Вы бывали за границей? Я бывал. Я был в Болгарии, на кинофестивале "Златни Пясци". Летал туда. Из Ленинграда в Москву, из Москвы в Софию, из Софии в Бургас. "Пулково" как аэродром - козий выпас по сравнению с "Шереметьевым", поверьте бывалому летуну. А в Софии объявили посадку на Бейрут, и пошли белые бурнусы, непонятно, сколько человек под каждым. Потом во Франкфурт: выстроилась немчура, загорелая, как вареные раки. Потом на Афины. София-то оказалась помеждународнее "Шереметьева". Во Франкфурте же, я слышал, самолет взлетает каждые пять минут. А в Нью-Йорке, в час пик, два в минуту. Что слышал, за то продаю. То есть выстреливают, и шансы равные: удержишься ты и приземлишься, как Мюнхгаузен, на посю- или, как Юрий Гагарин в тренировочном "МИГе", на поту-стороннюю посадочную дорожку. Так в конце концов запулили и Феликса.
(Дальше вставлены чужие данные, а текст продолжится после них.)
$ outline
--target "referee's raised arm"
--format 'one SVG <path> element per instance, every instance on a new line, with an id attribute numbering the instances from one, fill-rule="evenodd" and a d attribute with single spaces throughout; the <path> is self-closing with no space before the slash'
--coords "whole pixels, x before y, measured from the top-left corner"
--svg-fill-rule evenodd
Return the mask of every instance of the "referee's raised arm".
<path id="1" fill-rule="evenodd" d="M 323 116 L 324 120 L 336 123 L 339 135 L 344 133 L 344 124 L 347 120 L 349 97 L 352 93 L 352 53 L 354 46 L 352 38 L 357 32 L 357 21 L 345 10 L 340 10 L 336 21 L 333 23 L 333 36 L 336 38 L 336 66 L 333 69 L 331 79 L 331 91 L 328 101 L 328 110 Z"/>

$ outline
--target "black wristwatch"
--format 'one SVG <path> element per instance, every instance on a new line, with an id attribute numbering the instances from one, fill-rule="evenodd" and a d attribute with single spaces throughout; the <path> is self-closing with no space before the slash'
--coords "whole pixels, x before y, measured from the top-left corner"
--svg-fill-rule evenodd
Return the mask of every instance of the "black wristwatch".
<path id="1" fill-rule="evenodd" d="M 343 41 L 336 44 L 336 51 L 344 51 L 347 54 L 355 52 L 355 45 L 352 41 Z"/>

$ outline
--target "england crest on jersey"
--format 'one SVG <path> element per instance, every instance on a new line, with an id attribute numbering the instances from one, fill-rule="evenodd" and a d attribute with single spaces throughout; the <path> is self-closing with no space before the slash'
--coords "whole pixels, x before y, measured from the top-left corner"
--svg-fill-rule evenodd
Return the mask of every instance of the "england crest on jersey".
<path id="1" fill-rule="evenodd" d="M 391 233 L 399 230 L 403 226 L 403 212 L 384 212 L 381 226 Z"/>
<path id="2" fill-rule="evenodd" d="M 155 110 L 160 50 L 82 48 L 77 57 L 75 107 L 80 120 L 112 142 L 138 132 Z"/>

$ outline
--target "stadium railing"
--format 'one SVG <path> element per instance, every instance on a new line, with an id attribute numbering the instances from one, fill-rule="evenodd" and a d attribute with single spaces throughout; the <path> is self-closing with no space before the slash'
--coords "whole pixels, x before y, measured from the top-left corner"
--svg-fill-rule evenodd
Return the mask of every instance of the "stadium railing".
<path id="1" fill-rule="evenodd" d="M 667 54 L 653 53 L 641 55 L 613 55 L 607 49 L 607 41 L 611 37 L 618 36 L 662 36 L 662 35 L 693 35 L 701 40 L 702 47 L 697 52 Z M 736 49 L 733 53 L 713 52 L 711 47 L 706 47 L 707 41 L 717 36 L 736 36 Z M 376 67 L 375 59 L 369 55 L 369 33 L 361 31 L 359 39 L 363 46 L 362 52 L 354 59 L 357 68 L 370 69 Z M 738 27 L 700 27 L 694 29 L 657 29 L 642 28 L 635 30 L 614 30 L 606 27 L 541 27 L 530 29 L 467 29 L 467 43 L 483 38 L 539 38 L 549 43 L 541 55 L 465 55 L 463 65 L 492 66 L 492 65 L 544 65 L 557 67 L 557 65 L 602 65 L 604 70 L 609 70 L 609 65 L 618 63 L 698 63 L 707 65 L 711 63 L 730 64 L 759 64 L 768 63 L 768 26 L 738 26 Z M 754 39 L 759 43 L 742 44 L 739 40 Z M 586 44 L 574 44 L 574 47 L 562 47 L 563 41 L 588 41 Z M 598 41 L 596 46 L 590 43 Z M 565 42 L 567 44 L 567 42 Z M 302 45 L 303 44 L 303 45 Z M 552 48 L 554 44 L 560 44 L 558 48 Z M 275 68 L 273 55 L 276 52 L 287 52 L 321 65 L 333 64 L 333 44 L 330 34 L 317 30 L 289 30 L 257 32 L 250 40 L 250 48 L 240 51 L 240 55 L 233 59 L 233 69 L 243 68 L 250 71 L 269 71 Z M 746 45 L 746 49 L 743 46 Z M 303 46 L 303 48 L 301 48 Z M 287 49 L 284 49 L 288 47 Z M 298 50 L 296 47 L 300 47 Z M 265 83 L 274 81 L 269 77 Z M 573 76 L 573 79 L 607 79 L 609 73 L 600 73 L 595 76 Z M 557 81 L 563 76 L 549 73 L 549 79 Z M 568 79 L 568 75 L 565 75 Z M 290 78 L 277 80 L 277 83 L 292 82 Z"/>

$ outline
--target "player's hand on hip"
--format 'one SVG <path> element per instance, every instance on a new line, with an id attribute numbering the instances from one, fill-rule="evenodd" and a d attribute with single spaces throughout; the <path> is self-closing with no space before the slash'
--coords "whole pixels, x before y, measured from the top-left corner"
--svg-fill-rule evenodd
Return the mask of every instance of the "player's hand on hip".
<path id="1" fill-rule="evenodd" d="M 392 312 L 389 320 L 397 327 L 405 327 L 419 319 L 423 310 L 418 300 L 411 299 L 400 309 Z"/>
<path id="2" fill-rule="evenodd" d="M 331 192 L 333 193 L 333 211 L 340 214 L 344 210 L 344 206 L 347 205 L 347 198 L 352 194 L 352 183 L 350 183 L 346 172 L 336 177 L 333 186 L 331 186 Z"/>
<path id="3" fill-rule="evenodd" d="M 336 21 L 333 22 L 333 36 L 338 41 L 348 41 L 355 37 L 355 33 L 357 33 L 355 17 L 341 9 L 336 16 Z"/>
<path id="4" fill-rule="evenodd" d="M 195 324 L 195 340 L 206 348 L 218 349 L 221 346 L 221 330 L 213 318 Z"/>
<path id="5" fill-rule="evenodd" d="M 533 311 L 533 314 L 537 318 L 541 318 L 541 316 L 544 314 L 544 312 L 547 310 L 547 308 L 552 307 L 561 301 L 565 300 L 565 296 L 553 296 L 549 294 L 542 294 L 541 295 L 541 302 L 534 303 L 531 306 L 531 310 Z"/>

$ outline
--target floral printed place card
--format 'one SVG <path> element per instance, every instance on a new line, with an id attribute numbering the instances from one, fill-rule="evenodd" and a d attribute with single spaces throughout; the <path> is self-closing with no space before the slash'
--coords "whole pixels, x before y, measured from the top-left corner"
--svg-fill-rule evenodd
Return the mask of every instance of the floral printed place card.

Потому что, хотя из "Шереметьева" рейс на Запад на настоящий, а не болгарский, - случается раз в четыре или сколько там часов, но принцип тот же. Алюминиевый ящик перемещается на аэродромы все более и более скорострельные, пока не диссоциируется в вакууме, где материя распыляется до состояния атомной трухи. Единственное, что до нас о нем дошло, - это что долетел, однако никто не мог сказать определенно, куда именно.
Отлету предшествовали московские проводы. От ленинградских отличались полным отсутствием надрыва, большей вольностью и чинами. Ну летит и пусть летит - мало ли кто, куда и зачем летит. Провожавшие евреи были уже завмаги и членкоры. Были синхронные переводчики, работающие для ЮНЕСКО. Были имеющие квартиру на Горького, на Кутузовском, на Ленинском. Был живущий в особняке на Арбате. Было несколько человек с суровыми и несколько с веселыми лицами, как-то связанные друг с другом. Был Дрягин. И Артем Калита, который сказал ему, что жаль, жаль, мимо носа прошел сценарий, а такой мог бы сложиться у них творческий союз. На что Дрягин бровью не шевельнул, а только поиграл пальцами по столу. Был Шахов - вполголоса произнес, наклонившись к Каблукову: "В последний раз дал слабину". Пояснил, что имеет в виду съемки, профессионально удовлетворен, но сильное давление со всех сторон, начиная с автора сценария. Не того он, Шахов, хотел. Да и вряд ли вообще кино может дать, чего он хочет. "Так что кончу фильм, - он сделал паузу, подчеркивая значительность сообщения, - и приму сан, окончательно решил".
XV
Не бывает так, чтобы в замкнутой системе изменилось что-то одно-единственное. Чтобы Каблуков написал сценарий для Дрягина, а внутреннее равновесие не потревожилось, настроение сохранялось ровно приподнятым, отношения с Тоней оставались привычным, само собой разумеющимся источником воодушевления. Нет, все сколько-то расстроилось. Как сказал Лавуазье на бытовом языке Ломоносова: чего где прибавится, в другом месте столько же отнимется. Ну что ж, любить безмятежно "в радости и в горе", читай "в горе как в радости", - не фокус. Тут то и другое полноценно, то и другое одинаково намагничивает обоих любящих. И настолько то и другое в каждом самодостаточно, что вроде бы можно ждать друг от друга отталкивания. В такой момент это естественно, логично, это напрашивается. Эгоистически естественно: мол, и без тебя во мне полнота радости. Горя. Что немедленно вызывает инстинктивное - от любви (ПОТОМУ ЧТО ЛЮБОВЬ - ИНСТИНКТ, они с Тоней уже несколько лет знали) - встречное усилие: этому воспротивиться, друг к другу прильнуть. Смешать радости, как благодать возблагодать. Утешить горе другого собственным. (Согласно аксиоме: отталкивание любящих, от чего бы оно ни возникло и чем бы ни было оправдано, всегда эквивалент измены.)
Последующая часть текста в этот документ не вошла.